12/10/2003

Maybe I'll have to stop referring to Tom Daschle as The Ghoul.
Daschle is becoming something of an unlikely hero of mine of late, as he attempts (with some success) to block some of the more egregious legislative efforts of the Republican Congress. And I say this as a Republican myself.

The aptly named Omnibus Spending Bill (a bill sweeping all manner of truly offensive local pork under the rug known as miscellany) passed the House Monday, supposedly providing for the continued financial operations of government but also including such essentials as changes to media ownership rules, overtime pay rules, and yet another extension of unemployment benefits. Daschle & Co blocked the bill's passage and let the Senate get out of town without voting on it till at least their January return to business, and hopefully not then either without some modification. The bill contains $7.5B for 7,000 "earmark" local projects. This bill, pork and all, increases Federal spending by "only" 3%, a much smaller increase than in recent years, but it's still faster than inflation has been.

This does seem to me to be a strong case for the line item veto. And not the watered down, legislatively enacted "allowance" that Congress unconstitutionally extended to the President in 1995 (later overturned by the Supreme Court), but a genuine Constitutional provision for one to allow individual items to be struck down so bills which are overall beneficial can be passed. I assume there's at least some good somewhere in the bill.

Nothing better illustrates the perverse political calculus involved leading me to support Daschle than the unemployment extension issue. I wanted the bill blocked temporarily to encourage some cleanup to a bill all too laden with wasteful spending. Daschle blocked it because it didn't contain enough wasteful spending in the form of more free money for the unemployed. Now unemployment benefits relate peculiarly to actual unemployment insofar as there is a marked tendency for anyone receiving benefits to continue not finding a job and to continue receiving benefits. According to the Wall Street Journal, (link for subscribers only) most recipients of unemployment benefits don't actually find a job until the final week before their benefits run out. Another extension, while charitably generous, would keep more people unemployed longer and into an election year to boot (perhaps an estimated 0.3% increase to the unemployment rate according the the Journal article cited above). Not to accuse Daschle of wanting to artificially create unemployment to hurt George Bush's re-election bid or anything, but I'd like to see Bush re-elected by presiding over a sound economic recovery and a budget which doesn't include all manner of Congressional pork intended simply to buy votes for incumbents.

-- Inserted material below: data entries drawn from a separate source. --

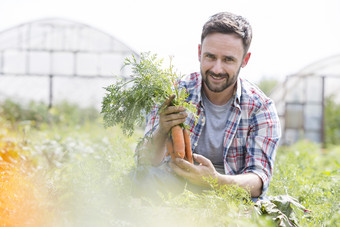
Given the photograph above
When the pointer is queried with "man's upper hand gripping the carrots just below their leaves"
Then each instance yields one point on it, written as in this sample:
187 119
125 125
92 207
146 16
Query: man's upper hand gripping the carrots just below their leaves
170 115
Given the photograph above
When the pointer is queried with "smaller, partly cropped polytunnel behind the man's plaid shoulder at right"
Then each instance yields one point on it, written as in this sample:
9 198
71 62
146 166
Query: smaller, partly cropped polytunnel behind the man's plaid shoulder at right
300 100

We as a nation seem to be profoundly unserious. While fighting an existential war we quibble and bitch over carrier deck landings and the real purpose of holiday visits to Iraq, applaud Al Gore when he says unblushingly that the current war is the "worst foreign policy mistake" in our nation's history, and applaud serious, flagrant untruths such as calling the present economy the worst since the Great Depression. I'm sure this last is just an exhumation of the very same theme we heard during the 1992 presidential election, and it's about as true now as it was then; but since it was successful in garnering an election victory, truth need not be considered. Which is fortunate for those who repeat the lie, since it is not remotely true.

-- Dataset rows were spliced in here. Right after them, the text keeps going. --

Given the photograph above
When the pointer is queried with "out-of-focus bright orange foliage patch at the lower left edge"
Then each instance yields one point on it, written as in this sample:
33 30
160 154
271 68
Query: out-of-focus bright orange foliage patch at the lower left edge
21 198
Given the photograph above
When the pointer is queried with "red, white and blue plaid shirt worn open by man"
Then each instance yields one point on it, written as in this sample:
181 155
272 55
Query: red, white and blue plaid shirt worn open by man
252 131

Meanwhile, with the largest deficit in history (some of which, eg War on Terror, and in my opinion, the War in Iraq, is justified, yes), Congressmen insert unrelated pork items into bills totalling $7.5B and applaud their own restraint for, I guess, not frivolously spending even more than that; and enact horrible and uncontrollable Medicare expansions. All to buy votes, to sustain their own venality and love of power. I refuse to believe that in the midst of a war against an enemy bent on our utter extermination, the most pressing issue facing the United States today is whether to give free pills to senior citizens. It's disappointing, to say the least.

Call me crazy, but delaying this bill to allow unemployment benefit extensions to expire and encourage a rethinking of all those pork projects seems like a good start.